— Мне нравится не столько пить чай, сколько греть и обжигать об него руки, — сказала Надя, лаская ладонями кружку. — Ну и вот... Калитин был вне себя. Со слезами он молил меня. Спрашивал — люблю ли я его, не верил мне и заверял, что я — его жизнь! Я не кривила перед ним душой, я сказала правду, что значит он в моей жизни. Тогда почему, почему? — спрашивал он. — Может быть, моя жена? Я отвергла и это. Женщина, не ставшая матерью, в браке, не имеет никаких прав на мужчину. Тогда—Метелин!—выпалил он. Я поцеловала его, растрепала ему волосы, чтобы не расплакаться. И сказала: отказаться от тебя жалко, мне легче умереть, но... Ты теперь комиссар, тебе надо быть чистым. И — ушла. Мне грустно, Александр, но поступить иначе я не могу. А вы как считаете?
— Я, пожалуй, как и Калитин, вначале не понял бы вас до конца.
— Замените мне чай, — попросила она. — Впрочем, оставьте.
Она стала торопливо собираться. Я не удерживал ее. Она была в том состоянии, когда человек не находит места, не знает твердо, где нахлынувшие к нему желания, смутные и неопределенные, найдут окончательную разрядку, принесут успокоение.
— Хотите, и я вам открою свою беду?—спросил я.
Надя уже оделась.
— Я не верю, чтобы у вас было плохо.
— Вот прочтите, — и передал письмо Арины.
Живое, подвижное лицо Нади застыло, во взгляде—любопытство и зависть. Но это была только вспышка. Потом все сменилось непроницаемым равнодушием, скорбью.
— Арину мне жаль. И, может, потому, что я чуточку вас ревную. Прощайте. — Она возвратила письмо.
— Я провожу вас.
Отрицательным жестом она остановила меня на месте. В глазах ее ничего не прочесть, кроме желания скорее уйти. Я поцеловал ей руку.

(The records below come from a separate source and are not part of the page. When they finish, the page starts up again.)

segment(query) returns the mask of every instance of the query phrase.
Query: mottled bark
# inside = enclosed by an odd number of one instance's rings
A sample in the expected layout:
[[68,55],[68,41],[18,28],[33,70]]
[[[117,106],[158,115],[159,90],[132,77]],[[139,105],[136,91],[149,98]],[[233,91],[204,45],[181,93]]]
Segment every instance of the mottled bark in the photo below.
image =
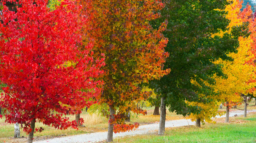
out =
[[[114,119],[113,114],[115,114],[115,110],[111,107],[109,107],[109,111],[110,115],[109,120]],[[107,137],[107,142],[111,142],[113,141],[113,128],[114,125],[111,124],[110,122],[109,122],[108,128],[108,136]]]
[[76,121],[78,126],[81,125],[80,123],[80,114],[76,114]]
[[130,122],[131,121],[131,115],[130,111],[127,111],[125,115],[126,116],[125,121]]
[[30,128],[32,129],[31,132],[28,134],[28,143],[32,143],[33,141],[34,137],[34,131],[35,129],[35,123],[36,122],[36,119],[34,119],[31,121],[30,122]]
[[165,98],[162,97],[161,98],[161,105],[160,107],[161,110],[161,114],[160,114],[160,121],[159,123],[159,130],[158,130],[158,134],[160,135],[164,135],[165,126],[165,116],[166,107],[165,104],[164,103]]
[[154,113],[153,115],[159,115],[160,113],[159,113],[159,107],[158,106],[155,107],[155,109],[154,110]]
[[196,126],[198,127],[201,127],[201,119],[200,118],[196,119]]
[[247,97],[244,96],[244,117],[246,117],[247,114]]
[[13,137],[15,138],[19,138],[20,137],[20,126],[18,123],[16,123],[14,124],[14,135]]
[[227,106],[226,107],[226,122],[228,123],[229,122],[229,106],[228,102],[226,103]]

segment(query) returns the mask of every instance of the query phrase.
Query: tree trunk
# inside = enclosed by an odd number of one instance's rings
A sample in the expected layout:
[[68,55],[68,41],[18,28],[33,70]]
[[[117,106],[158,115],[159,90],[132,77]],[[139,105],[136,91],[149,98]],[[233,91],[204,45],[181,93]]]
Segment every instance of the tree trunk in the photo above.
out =
[[30,128],[32,129],[31,132],[28,134],[28,143],[32,143],[33,141],[33,137],[34,137],[34,130],[35,129],[35,123],[36,122],[36,119],[34,119],[31,121],[30,123]]
[[80,114],[76,114],[76,121],[77,124],[77,126],[81,125],[80,123]]
[[228,123],[229,122],[229,106],[228,102],[226,102],[227,106],[226,107],[226,122]]
[[159,113],[159,107],[158,106],[155,107],[155,109],[154,110],[154,113],[153,115],[159,115],[160,113]]
[[255,102],[255,106],[256,106],[256,98],[255,99],[255,101],[254,102]]
[[244,96],[244,117],[246,116],[247,113],[247,97],[245,95]]
[[200,118],[196,119],[196,126],[197,127],[201,127],[201,119]]
[[16,123],[14,124],[14,136],[13,137],[15,138],[19,138],[20,137],[20,126],[18,123]]
[[130,111],[127,111],[127,112],[126,112],[126,114],[125,115],[126,116],[125,121],[130,122],[131,121],[131,116],[130,113]]
[[161,105],[160,107],[161,114],[160,115],[160,121],[159,122],[159,130],[158,134],[164,135],[165,126],[165,104],[164,103],[165,98],[161,98]]
[[108,123],[108,136],[107,137],[107,142],[113,141],[113,128],[114,125],[112,124],[110,121],[114,119],[113,114],[115,114],[115,110],[111,107],[109,106],[109,111],[110,112],[109,116],[109,121]]

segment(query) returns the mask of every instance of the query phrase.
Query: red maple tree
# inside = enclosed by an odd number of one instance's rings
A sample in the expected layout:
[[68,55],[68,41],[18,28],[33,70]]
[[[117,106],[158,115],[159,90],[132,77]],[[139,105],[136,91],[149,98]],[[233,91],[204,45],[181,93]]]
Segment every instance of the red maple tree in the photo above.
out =
[[[95,79],[103,73],[104,59],[93,58],[90,43],[81,47],[87,20],[79,17],[75,1],[63,0],[51,11],[47,1],[0,1],[0,81],[7,86],[0,106],[6,122],[23,125],[29,142],[36,121],[76,127],[75,121],[63,116],[89,106],[93,103],[85,101],[101,92],[102,82]],[[19,6],[16,12],[4,6],[8,2]]]

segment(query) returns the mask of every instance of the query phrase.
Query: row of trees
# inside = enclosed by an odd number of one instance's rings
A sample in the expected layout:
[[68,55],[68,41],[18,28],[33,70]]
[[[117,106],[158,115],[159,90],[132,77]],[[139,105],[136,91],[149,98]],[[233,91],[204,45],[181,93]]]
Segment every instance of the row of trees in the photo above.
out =
[[239,0],[1,2],[0,107],[28,142],[43,129],[35,122],[77,128],[82,119],[65,115],[96,103],[108,107],[112,141],[138,127],[127,113],[146,113],[136,105],[145,86],[161,98],[160,135],[166,106],[200,125],[253,94],[254,19]]

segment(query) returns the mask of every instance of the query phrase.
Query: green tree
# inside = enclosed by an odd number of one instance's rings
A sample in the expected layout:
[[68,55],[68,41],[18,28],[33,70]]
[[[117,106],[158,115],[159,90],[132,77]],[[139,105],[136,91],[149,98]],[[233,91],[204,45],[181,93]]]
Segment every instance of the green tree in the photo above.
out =
[[162,96],[160,135],[164,133],[166,106],[169,107],[170,111],[185,115],[201,110],[188,102],[210,101],[210,98],[205,97],[215,94],[212,87],[215,81],[211,76],[224,75],[221,65],[214,62],[219,58],[232,60],[227,54],[236,51],[239,35],[235,30],[241,29],[236,27],[222,37],[213,36],[227,30],[229,21],[224,10],[228,3],[225,0],[163,1],[166,6],[160,11],[162,17],[152,24],[157,28],[164,20],[168,21],[164,34],[169,39],[165,48],[170,55],[164,69],[170,68],[171,72],[149,83],[150,87]]

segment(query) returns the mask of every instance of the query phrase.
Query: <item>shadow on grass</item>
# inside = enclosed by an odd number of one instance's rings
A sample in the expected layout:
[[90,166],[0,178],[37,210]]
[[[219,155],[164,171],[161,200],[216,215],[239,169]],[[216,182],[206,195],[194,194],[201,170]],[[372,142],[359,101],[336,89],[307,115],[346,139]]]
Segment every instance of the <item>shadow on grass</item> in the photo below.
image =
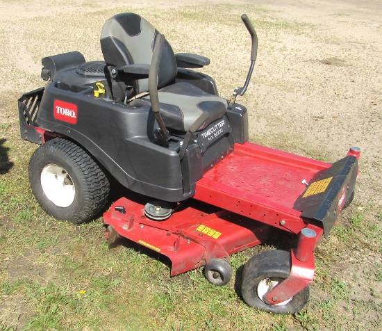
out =
[[13,162],[9,161],[8,152],[9,147],[3,146],[6,138],[0,139],[0,174],[6,174],[13,166]]

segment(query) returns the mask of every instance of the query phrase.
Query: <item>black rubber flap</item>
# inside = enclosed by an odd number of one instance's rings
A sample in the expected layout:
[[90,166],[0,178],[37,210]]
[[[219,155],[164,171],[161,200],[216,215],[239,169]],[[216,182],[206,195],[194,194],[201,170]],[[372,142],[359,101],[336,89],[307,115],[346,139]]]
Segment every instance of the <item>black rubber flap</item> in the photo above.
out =
[[349,156],[319,171],[293,208],[301,216],[322,222],[327,237],[338,214],[351,198],[357,179],[358,162]]

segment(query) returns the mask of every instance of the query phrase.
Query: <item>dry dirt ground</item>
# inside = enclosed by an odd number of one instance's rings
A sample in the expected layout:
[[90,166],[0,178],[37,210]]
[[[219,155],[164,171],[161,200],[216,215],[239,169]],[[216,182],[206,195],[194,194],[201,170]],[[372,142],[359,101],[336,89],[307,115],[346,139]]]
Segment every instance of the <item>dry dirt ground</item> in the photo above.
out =
[[[200,24],[190,27],[183,24],[182,17],[198,17],[198,7],[190,9],[193,5],[210,6],[211,16],[201,15]],[[231,22],[232,12],[247,11],[258,24],[259,40],[250,87],[238,100],[249,109],[251,140],[326,161],[343,157],[351,145],[360,147],[360,175],[351,211],[369,207],[373,211],[369,220],[380,223],[382,1],[0,1],[1,123],[15,123],[17,99],[43,85],[39,76],[43,56],[78,50],[87,60],[102,58],[99,44],[102,24],[115,13],[113,8],[122,6],[153,22],[176,52],[210,58],[211,65],[205,71],[227,98],[235,86],[244,83],[250,42],[239,16],[235,25],[219,22],[229,17]],[[217,6],[226,8],[225,13],[215,15]],[[178,22],[166,22],[156,10],[183,14]],[[10,100],[14,108],[3,111]],[[362,276],[370,259],[382,261],[380,253],[381,250],[370,253],[367,260],[361,253],[352,256],[349,252],[342,257],[355,262],[338,261],[339,273],[346,269],[347,273]],[[381,283],[374,284],[376,296],[360,284],[361,289],[354,296],[381,305]],[[373,318],[381,320],[381,316]]]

— А ведь в первые встречи вы были мне чужды. Теперь — самый близкий человек, перед кем я всегда смогу излить душу. И я теперь в жизни не одинока.
Надя вышла.
Сиротливая пустота окутала землянку. Кажется, только сейчас была хорошо, со вкусом обставлена квартира и кто-то взял и оголил вдруг стены, вынес всю мебель. Лишь на столе остывал нетронутый чай в кружке. «Странная любовь к чаю!» — подумал я. И вдруг обратил внимание на скомканное письмо Арины. И точно обожгло меня. Я должен, не теряя ни одной минуты, немедленно идти к ней! Все объяснить. Мне дорого каждое ее мгновение, мучительны ее тоска, боль, сомнения. Стал быстро одеваться, натянул полушубок; долго, невыносимо долго искал перчатки и рассердился, решил обойтись без них. На пороге вырос Иванов. Плечистый и угловатый.
— Приходила Арина, — сказал он. — Она не захотела войти, узнав, что тут товарищ военфельдшер.
Я опустился у двери на табурет. Стало не по себе. Как все странно устроено...
Наконец перестало быть секретом, что на Волге разразились события, повергшие в смятение наших врагов. Севернее и юго-восточнее Сталинграда железное кольцо немцев прорвано, станция Лихая в руках советских войск, и есть все основания ожидать, что армия Паулюса будет замкнута в гигантские клещи. Однако судьба наступательных операций почти всегда изменчива, впереди — тяжелые, суровые, изнурительные бои, исход которых будет зависеть уже не столько от опыта и умения воевать, сколько от скрытых в каждом солдате (немецком и русском) душевных сил. В числителе значилось — умение, запас энергии и желание одолеть врага, в знаменателе были усталость, опустошенность и еще раз усталость. При любом, самом лучшем решении этой задачи в результате выходил бы нуль, то есть окончание войны. Но как немцы, так и русские понимали, что этого произойти не могло, и не хотели этого... Первые потому, что слишком ушли далеко вперед, вторые — слишком далеко отступили, чтобы можно было с этим примириться. Сдача Сталинграда, как и в свое время Москвы, означала бы для нас полную капитуляцию не военной машины — бои, несомненно, еще бы шли где-то в глубине страны, — а капитуляцию духа перед юнкерами и фашистскими молодчиками Гитлера.